Peningkatan Dana Pemda di Perbankan
Pada akhir Agustus 2025, dana pemerintah daerah (pemda) yang tersimpan di perbankan mencapai angka Rp 233,11 triliun. Angka ini menjadi yang tertinggi dalam sejarah pencatatan. Dibandingkan dengan periode sebelumnya, seperti Agustus 2021 yang hanya sebesar Rp 178,95 triliun, dan Agustus 2022 serta Agustus 2023 masing-masing sebesar Rp 203,42 triliun dan Rp 201,31 triliun, angka tersebut menunjukkan peningkatan yang signifikan.
Sementara itu, pada Agustus 2024, dana pemda di perbankan tercatat sebesar Rp 192,57 triliun. Hal ini menunjukkan bahwa meskipun ada fluktuasi, secara keseluruhan jumlah dana yang mengendap di perbankan terus meningkat dari waktu ke waktu.
Penyebab Realisasi Belanja Daerah yang Lambat
Direktur Jenderal Perbendaharaan Kementerian Keuangan, Astera Primanto Bhakti, menjelaskan bahwa realisasi belanja daerah yang lambat merupakan masalah lama. Menurutnya, perencanaan Anggaran Pendapatan dan Belanja Daerah (APBD) biasanya dilakukan pada periode September hingga Oktober. Namun, proses kontrak baru dimulai setelahnya, biasanya pada bulan April.

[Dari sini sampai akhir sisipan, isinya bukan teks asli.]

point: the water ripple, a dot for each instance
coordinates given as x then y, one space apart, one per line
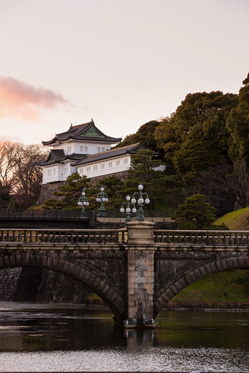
154 359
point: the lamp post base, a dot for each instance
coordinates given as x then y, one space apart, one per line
139 323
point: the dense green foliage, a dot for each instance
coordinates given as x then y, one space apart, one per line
238 124
221 289
235 220
195 213
69 193
196 137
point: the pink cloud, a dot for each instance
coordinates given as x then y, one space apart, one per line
20 99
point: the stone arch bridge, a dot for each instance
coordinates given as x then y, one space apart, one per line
135 270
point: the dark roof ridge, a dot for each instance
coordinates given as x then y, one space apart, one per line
109 154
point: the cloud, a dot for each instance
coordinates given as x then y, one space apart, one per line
22 100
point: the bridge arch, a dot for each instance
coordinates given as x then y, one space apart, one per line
89 275
168 290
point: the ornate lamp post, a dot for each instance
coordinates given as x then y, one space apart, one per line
83 201
128 210
140 212
140 201
102 197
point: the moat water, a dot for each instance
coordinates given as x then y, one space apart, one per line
48 338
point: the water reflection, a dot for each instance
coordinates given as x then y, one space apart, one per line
51 338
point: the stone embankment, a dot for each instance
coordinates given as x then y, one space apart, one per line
39 285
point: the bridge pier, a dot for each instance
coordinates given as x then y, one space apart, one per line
141 249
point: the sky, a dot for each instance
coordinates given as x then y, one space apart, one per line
121 63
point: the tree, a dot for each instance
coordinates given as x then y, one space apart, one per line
196 136
145 170
19 177
26 175
227 178
238 125
69 193
145 135
195 213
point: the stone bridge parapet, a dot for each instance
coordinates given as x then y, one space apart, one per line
135 270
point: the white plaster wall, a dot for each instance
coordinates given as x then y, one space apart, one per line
105 167
82 147
59 172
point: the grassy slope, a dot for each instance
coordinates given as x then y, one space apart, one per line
224 288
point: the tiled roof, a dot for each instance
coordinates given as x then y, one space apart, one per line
129 149
58 155
77 133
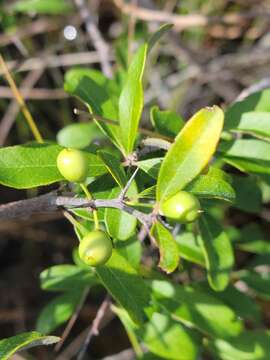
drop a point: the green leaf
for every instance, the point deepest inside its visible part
(196, 308)
(131, 100)
(114, 166)
(190, 152)
(212, 185)
(29, 165)
(130, 328)
(78, 135)
(248, 194)
(250, 345)
(58, 311)
(148, 193)
(52, 7)
(248, 165)
(163, 336)
(189, 248)
(244, 306)
(131, 250)
(257, 102)
(125, 285)
(168, 250)
(255, 123)
(119, 224)
(170, 340)
(167, 123)
(150, 166)
(218, 252)
(66, 277)
(33, 164)
(98, 93)
(259, 282)
(11, 345)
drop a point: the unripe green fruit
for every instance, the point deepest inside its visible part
(182, 206)
(95, 248)
(73, 165)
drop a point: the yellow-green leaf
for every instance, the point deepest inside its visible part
(191, 151)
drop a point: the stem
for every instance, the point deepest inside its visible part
(28, 117)
(89, 197)
(73, 221)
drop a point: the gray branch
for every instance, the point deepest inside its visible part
(52, 202)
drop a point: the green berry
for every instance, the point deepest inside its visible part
(73, 165)
(95, 248)
(182, 206)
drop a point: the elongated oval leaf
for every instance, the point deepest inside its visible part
(78, 135)
(131, 100)
(212, 185)
(30, 165)
(165, 337)
(218, 252)
(190, 152)
(168, 249)
(126, 286)
(10, 346)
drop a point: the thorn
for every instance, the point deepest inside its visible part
(128, 184)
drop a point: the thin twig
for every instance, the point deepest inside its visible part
(34, 94)
(128, 184)
(99, 43)
(131, 30)
(13, 108)
(28, 117)
(185, 21)
(116, 123)
(53, 61)
(94, 329)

“Modusnya dari tahun ke tahun, kontrak itu diulai sekitar bulan empat, jadi April,” ujarnya dalam diskusi media di kantor Kementerian Keuangan, Jakarta, Jumat, 3 Oktober 2025.
Menurut Prima, realisasi belanja baru berjalan cepat dalam tiga bulan terakhir tahun anggaran. Akibatnya, saldo yang mengendap di perbankan pada pertengahan tahun menjadi menumpuk. Meski demikian, ia memprediksi bahwa dana pemda di perbankan akan berkurang pada akhir tahun menjadi kisaran Rp 95 triliun hingga Rp 100 triliun.
Tantangan dalam Penggunaan Dana Pemda
Walaupun dana pemda di perbankan cukup besar, Kementerian Keuangan juga mengakui bahwa ada sebagian daerah yang tidak membelanjakan anggarannya secara optimal. “Nah, ini yang menjadi tantangan buat daerah, gimana dia mempercepat itu. Sehingga saldo kasnya bisa lebih baik,” ujar Prima.
Tantangan ini menjadi fokus utama bagi pemerintah daerah untuk meningkatkan efisiensi penggunaan dana yang telah dialokasikan. Dengan mempercepat realisasi belanja, daerah dapat mengurangi jumlah dana yang mengendap dan memastikan dana digunakan secara maksimal sesuai kebutuhan.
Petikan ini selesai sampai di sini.